Change the future

Enabling High Throughput Immunobiology by Integrating Django, numpy, matplotlib, and SQLAlchemy

Jacob Rothenbuhler

Audience level:
Intermediate
Category:
Best Practices/Patterns

Description

Nodality is applying a novel technology, Single Cell Network Profiling (SCNP), to reveal biology and predict clinical outcome. We face unique engineering challenges related to lab workflows, mining complex data, and presenting data in compelling interactive visuals. We will share design and implementation considerations for integrating heterogeneous software tools needed to meet these challenges.

Abstract

Nodality is a biotechnology startup applying a novel flow cytometry-based technology called Single Cell Network Profiling (SCNP) in the areas of oncology and autoimmunity to reveal underlying disease biology. We use SCNP to characterize individual patients with the aim of selecting optimal, individualized treatment strategies. For every patient sample we collect the response of every cell of multiple types to a variety of molecular stimuli; these responses are measured on multiple readouts representing key biological signaling pathways. We have developed two categories of applications to support these efforts: Python scripts enable computational scientists to analyze data from the command line and Django-based web applications provide laboratory scientists with tools to expedite their workflows and visualize their results. Here we show how these two application sets have been integrated using a shared codebase of core domain logic which provides more reusable, testable and flexible code.
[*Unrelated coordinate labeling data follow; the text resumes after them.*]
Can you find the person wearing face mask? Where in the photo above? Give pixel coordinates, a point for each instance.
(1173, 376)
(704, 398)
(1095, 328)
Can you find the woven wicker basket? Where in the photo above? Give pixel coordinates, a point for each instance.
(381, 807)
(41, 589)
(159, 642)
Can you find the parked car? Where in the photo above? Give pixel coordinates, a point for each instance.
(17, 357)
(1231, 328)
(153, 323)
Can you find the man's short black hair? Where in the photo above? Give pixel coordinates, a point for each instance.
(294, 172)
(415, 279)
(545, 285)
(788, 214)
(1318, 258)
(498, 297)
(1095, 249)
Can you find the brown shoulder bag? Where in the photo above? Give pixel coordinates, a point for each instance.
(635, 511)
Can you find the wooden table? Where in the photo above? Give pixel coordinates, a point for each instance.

Nodality faces a number of unique software engineering challenges. SCNP is a complex experiment generating very complex data sets. Powerful tools are needed to analyze and visualize this data. Command-line scripts utilize libraries such as NumPy, pandas, PyMongo, and SQLAlchemy to mine information and develop models critical to enhancing our understanding of disease. Django-based web applications simplify the design and execution of complicated laboratory workflows. We also use Django to deploy interactive visualizations which aid in interpreting results. Making all of these technologies work together is a difficult task. Packages have been created to abstract numerous dependencies into a vocabulary suitable for SCNP. The extraction of SCNP-related logic into self-contained objects has created an extremely robust codebase allowing developers to stay ahead of the rapid pace of a biotechnology startup.

Python makes it possible to create the diverse tools needed to facilitate the SCNP workflow from experiment design, to the laboratory, all the way through data analysis. Integrating these tools can be challenging but the benefits of doing so extend beyond code reuse. We will share some design and implementation considerations for bringing together these very heterogeneous software elements as well as provide examples of best practices we have developed.